The Plough and the All Stars
The Ploughing Championship isn’t all about days off school, tractors and muck, it comes with a smattering of sporting idols these days.
Sitting inside looking out at the torrential rain flooding the streets of Dublin we dread to think what the underfoot conditions are like at this year’s Ploughing Championships. The organisers went for the sunny south-east this time but alas, New Ross is being deluged with the same rain as the rest of us.
But for those who braved the conditions, there seems to be lots to do. We hear reports that some of the Leinster team were down there this morning, with the Heineken Cup in toe. They were getting dangerously close to Munster in New Ross but we reckon they were safe.

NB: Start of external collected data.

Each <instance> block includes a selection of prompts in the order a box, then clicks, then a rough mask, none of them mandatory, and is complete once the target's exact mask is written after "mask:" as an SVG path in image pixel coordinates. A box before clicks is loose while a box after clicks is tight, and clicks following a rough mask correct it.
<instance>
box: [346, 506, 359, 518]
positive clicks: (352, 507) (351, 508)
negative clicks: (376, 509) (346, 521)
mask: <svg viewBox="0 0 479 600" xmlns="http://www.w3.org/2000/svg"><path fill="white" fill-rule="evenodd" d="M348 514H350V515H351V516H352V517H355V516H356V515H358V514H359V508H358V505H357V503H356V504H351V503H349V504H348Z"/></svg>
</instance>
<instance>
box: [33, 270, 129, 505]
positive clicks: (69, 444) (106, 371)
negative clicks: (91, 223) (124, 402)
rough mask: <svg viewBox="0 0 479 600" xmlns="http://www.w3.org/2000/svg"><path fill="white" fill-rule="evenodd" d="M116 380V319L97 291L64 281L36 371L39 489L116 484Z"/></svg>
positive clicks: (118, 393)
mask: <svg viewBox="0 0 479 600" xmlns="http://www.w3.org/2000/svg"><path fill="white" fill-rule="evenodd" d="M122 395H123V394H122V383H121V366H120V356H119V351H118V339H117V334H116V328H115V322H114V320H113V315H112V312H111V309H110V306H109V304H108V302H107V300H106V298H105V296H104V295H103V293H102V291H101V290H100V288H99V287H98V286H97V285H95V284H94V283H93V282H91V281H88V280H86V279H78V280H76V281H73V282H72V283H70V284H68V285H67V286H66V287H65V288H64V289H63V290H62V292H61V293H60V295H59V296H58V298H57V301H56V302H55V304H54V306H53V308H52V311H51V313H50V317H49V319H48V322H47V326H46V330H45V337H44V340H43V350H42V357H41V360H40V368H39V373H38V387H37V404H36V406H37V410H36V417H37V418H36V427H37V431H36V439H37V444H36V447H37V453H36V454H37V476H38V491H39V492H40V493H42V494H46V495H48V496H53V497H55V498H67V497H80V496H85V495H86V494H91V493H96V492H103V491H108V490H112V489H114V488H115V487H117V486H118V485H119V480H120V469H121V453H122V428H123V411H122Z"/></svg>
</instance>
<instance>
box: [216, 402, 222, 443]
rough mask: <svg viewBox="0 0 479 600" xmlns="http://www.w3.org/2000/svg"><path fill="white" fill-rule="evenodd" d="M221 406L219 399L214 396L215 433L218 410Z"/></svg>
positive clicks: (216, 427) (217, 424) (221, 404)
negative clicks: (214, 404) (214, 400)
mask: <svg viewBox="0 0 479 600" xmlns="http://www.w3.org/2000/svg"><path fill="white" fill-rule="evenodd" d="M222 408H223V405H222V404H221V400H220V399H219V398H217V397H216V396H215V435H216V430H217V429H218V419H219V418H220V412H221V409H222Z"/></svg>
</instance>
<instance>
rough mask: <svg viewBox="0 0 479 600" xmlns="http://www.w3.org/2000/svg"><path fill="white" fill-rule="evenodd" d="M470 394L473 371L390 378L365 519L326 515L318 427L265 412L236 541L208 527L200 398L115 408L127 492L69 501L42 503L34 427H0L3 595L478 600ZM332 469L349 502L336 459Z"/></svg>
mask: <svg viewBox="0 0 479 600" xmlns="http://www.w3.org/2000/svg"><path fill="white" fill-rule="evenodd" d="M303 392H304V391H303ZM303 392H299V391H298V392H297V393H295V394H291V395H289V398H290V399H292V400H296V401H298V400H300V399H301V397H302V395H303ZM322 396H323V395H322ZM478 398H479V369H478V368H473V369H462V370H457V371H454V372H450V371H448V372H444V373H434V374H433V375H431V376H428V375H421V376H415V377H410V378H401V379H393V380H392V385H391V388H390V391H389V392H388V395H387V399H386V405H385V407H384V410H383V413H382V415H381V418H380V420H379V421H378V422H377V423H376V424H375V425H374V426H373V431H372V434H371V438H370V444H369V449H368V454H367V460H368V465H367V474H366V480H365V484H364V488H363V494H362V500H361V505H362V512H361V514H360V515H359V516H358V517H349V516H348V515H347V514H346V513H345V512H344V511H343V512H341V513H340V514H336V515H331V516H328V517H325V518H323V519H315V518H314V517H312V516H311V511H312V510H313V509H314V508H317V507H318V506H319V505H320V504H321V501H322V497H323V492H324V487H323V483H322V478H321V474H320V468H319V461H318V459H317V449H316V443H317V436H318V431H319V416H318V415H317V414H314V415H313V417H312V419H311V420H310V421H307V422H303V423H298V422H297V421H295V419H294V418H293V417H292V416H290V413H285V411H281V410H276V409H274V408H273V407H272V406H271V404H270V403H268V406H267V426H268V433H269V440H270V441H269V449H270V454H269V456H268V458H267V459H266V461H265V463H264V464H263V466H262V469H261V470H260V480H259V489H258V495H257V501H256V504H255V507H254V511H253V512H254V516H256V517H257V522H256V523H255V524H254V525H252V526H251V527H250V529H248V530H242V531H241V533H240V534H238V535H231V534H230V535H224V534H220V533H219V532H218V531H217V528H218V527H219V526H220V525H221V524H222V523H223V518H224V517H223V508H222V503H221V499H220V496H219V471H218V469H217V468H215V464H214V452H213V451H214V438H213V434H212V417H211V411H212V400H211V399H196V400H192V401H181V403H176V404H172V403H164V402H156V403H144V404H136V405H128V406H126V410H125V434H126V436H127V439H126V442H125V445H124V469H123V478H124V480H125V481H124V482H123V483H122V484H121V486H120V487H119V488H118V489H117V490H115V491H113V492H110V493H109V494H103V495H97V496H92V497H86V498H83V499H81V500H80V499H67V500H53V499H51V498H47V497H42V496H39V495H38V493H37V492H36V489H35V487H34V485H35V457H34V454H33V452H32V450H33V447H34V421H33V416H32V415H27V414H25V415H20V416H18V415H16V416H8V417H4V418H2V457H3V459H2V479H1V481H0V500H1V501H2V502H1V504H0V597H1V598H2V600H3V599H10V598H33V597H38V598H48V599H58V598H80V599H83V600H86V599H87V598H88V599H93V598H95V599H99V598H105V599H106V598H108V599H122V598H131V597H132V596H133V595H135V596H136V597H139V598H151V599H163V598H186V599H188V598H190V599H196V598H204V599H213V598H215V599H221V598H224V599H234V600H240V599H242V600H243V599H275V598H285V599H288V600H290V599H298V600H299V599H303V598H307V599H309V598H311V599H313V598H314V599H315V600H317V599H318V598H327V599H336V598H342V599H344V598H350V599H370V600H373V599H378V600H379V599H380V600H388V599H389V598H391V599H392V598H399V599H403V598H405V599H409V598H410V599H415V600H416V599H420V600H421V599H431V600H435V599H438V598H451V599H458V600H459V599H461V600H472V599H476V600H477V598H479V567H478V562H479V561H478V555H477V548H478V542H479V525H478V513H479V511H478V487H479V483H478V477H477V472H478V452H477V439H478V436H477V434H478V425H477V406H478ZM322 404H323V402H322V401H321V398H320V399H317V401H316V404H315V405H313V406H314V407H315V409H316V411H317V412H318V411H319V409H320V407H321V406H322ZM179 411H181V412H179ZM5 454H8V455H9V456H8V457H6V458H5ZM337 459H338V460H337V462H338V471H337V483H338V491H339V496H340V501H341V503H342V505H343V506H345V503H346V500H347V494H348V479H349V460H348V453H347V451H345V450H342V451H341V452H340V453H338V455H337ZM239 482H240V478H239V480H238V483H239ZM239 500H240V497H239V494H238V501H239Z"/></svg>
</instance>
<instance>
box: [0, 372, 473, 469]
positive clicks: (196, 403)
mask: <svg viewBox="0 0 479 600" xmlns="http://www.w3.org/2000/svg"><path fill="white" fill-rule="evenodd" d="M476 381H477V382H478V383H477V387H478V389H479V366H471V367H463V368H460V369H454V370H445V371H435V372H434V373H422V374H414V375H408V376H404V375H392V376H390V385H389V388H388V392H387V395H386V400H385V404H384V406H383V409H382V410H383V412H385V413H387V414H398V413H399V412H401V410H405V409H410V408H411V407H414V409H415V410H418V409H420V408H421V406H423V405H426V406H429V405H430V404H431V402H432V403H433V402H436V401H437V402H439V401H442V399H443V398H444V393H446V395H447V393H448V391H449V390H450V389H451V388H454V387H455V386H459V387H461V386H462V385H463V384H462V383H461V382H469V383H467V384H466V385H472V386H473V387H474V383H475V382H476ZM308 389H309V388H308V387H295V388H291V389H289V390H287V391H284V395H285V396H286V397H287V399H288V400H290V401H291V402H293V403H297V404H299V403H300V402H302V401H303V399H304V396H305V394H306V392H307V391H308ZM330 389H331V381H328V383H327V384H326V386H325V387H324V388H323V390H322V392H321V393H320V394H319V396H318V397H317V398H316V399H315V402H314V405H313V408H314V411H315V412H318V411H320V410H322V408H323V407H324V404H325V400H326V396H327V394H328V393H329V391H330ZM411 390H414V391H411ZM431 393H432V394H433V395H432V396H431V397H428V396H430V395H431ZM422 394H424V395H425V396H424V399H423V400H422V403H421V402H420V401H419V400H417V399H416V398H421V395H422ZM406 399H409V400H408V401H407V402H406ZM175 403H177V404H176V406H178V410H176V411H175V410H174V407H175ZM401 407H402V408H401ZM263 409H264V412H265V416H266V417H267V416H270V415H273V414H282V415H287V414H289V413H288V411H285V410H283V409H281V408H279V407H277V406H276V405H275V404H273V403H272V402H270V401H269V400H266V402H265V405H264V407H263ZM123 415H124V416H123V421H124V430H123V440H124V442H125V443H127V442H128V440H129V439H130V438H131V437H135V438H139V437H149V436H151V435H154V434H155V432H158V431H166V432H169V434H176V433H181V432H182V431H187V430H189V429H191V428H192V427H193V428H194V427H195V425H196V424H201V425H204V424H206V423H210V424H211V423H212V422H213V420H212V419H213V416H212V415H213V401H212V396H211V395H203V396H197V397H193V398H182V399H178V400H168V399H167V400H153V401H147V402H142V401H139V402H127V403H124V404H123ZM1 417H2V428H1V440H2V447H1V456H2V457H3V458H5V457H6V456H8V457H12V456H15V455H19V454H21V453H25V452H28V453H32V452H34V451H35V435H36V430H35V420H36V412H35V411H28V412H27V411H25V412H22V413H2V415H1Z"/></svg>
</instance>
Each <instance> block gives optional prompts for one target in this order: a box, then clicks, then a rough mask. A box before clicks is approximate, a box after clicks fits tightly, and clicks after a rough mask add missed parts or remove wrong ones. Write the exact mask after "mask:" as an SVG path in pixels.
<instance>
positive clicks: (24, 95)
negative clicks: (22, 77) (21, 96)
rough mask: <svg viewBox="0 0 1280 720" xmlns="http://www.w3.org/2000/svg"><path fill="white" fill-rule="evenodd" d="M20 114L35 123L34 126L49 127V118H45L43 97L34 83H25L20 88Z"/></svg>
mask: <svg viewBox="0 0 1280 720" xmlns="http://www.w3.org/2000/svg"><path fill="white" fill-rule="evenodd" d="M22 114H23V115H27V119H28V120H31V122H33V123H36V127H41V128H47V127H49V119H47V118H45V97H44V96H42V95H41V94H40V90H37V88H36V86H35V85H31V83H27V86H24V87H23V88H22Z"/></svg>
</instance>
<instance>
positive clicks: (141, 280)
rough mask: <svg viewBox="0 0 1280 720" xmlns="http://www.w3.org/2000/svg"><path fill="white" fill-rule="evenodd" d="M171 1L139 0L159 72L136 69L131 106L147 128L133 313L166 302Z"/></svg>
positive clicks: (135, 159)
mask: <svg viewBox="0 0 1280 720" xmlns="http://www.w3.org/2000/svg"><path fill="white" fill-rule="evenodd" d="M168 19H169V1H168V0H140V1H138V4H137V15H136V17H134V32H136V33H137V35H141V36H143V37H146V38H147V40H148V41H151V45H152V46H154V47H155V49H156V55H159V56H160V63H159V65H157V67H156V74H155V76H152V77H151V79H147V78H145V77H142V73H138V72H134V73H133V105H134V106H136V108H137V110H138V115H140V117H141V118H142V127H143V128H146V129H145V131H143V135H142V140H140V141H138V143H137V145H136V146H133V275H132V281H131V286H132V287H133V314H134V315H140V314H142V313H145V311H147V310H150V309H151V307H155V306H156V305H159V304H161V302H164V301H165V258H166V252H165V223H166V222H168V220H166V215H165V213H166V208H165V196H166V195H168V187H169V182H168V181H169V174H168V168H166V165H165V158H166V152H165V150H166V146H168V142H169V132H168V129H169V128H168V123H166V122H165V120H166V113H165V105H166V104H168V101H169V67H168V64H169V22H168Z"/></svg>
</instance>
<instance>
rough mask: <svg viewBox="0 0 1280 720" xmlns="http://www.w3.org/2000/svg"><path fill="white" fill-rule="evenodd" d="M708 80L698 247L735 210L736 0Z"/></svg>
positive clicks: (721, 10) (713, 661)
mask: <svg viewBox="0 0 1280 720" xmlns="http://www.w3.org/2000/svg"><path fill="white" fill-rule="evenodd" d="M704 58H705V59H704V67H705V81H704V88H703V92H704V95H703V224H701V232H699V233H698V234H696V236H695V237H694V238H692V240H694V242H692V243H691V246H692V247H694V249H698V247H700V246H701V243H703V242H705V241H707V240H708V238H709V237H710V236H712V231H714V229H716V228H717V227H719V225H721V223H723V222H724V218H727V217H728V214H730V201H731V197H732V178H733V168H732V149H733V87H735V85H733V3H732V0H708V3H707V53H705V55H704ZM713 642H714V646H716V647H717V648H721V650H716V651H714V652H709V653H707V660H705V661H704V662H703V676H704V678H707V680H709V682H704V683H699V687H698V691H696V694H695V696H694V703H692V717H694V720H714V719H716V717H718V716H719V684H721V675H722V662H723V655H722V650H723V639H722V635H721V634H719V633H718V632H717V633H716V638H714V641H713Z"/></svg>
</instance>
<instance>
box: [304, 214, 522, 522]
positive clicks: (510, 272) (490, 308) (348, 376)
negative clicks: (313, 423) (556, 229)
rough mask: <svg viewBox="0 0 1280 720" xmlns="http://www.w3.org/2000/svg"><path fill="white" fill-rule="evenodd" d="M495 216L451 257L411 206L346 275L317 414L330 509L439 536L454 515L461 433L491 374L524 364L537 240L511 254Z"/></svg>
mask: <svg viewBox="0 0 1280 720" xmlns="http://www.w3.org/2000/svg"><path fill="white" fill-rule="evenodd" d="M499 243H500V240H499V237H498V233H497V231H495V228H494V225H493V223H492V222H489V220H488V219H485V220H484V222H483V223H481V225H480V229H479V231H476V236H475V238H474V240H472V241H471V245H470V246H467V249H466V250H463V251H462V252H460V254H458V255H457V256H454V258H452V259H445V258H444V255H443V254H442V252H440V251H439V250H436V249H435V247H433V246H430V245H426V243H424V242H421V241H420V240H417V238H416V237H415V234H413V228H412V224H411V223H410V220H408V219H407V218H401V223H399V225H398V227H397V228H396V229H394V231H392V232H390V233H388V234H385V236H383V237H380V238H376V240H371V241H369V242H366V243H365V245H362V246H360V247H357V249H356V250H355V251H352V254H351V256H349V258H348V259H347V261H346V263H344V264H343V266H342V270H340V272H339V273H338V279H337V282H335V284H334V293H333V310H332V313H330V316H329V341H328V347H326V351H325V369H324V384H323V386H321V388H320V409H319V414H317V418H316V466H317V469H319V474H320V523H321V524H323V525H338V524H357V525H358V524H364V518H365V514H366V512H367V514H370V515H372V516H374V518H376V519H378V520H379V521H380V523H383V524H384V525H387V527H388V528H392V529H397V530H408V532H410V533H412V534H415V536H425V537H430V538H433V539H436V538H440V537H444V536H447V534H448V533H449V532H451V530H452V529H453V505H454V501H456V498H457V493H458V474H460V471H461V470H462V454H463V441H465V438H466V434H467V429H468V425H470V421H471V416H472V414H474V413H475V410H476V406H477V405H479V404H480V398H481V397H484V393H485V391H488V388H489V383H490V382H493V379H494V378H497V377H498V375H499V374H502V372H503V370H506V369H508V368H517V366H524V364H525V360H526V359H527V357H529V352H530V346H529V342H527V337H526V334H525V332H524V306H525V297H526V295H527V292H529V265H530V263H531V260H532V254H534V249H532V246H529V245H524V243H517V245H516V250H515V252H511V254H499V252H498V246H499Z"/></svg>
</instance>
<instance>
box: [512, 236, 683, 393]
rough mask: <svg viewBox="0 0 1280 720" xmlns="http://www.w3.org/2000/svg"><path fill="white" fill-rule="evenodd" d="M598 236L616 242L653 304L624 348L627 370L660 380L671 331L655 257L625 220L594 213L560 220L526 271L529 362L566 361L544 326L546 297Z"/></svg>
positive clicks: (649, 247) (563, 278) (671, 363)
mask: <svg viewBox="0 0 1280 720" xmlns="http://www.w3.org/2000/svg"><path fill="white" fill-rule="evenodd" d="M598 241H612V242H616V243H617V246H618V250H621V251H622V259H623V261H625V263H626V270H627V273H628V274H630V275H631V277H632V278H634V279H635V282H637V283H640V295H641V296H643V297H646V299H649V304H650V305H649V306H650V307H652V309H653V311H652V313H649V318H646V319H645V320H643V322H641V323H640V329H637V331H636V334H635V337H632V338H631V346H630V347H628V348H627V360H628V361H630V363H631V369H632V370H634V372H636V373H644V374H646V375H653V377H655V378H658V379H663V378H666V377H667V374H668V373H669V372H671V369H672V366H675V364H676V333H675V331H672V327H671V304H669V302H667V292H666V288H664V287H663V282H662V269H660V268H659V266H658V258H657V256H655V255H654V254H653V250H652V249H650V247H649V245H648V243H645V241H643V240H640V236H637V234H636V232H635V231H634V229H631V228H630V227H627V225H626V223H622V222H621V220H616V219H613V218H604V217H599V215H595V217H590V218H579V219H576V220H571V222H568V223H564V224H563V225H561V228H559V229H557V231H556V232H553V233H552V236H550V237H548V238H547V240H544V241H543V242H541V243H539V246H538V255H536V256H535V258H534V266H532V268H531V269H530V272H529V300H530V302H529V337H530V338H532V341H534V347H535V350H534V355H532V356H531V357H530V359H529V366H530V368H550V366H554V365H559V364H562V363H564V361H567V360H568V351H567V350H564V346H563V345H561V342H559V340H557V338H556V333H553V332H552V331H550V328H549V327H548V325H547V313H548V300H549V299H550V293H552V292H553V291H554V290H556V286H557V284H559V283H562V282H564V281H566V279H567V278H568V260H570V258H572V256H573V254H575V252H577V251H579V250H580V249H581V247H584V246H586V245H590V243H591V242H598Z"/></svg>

However, it was this stand that we thought was most interesting. Tweeted out by the GPA today, it tells us that Lar Corbett, Pa Bourke and Conor O’Mahony are all down at the festival of farming, with signed hurls ready to rock.
Reports that Tommy Walsh was found lurking beside the tent are both untrue, and hilarious.
One Mayo fan’s lucky day (sort of)
Result aside, Mayo fan Conor Duffy had an extremely lucky day on Sunday. Though he lives in Kilcock, Kildare, Conor’s father is a Mayo man so he wanted to be inside Croker to cheer James Horan’s men on.
He had no ticket but as the Mayo News reports today, he headed along to Dorset Street to see if he could pick one up. He didn’t know how literally he would do just that.
Conor met his father Paul on the thoroughfare near HQ and after telling his Da that he was giving up hope and going home Paul looked down to see the most remarkable thing on the ground; an All-Ireland ticket.
Not only was it a ticket, it was a really good ticket.
“The stub was gone but I decided that I would head down to the football ground and chance my arm,” Conor tells the paper. “We had gone no more than five feet when we saw another piece of paper on the ground. Dad picked it up and the two pieces read suite 617, seat 28. It was the missing stub. I could not believe it.
“I had given up all hope and it was like finding a golden ticket. I wasn’t going to shout out ‘did anyone lose a ticket’ because there were thousands on the street without tickets and they’d take my right arm off for one,” he admitted.
Conor spent the pre-match hiding at the bar of the suite in case anybody asked him how he got the ticket. When he eventually took his seat, nobody said anything, so Conor had one of the best seats in the house, for free. Almost a perfect day, eh?
“I had a great view right in the middle of the field in a corporate box for the All-Ireland final with Mayo playing. Apart from the result, the day could not have gone any better,” he said.
Ah yes, the result. Still, what a story.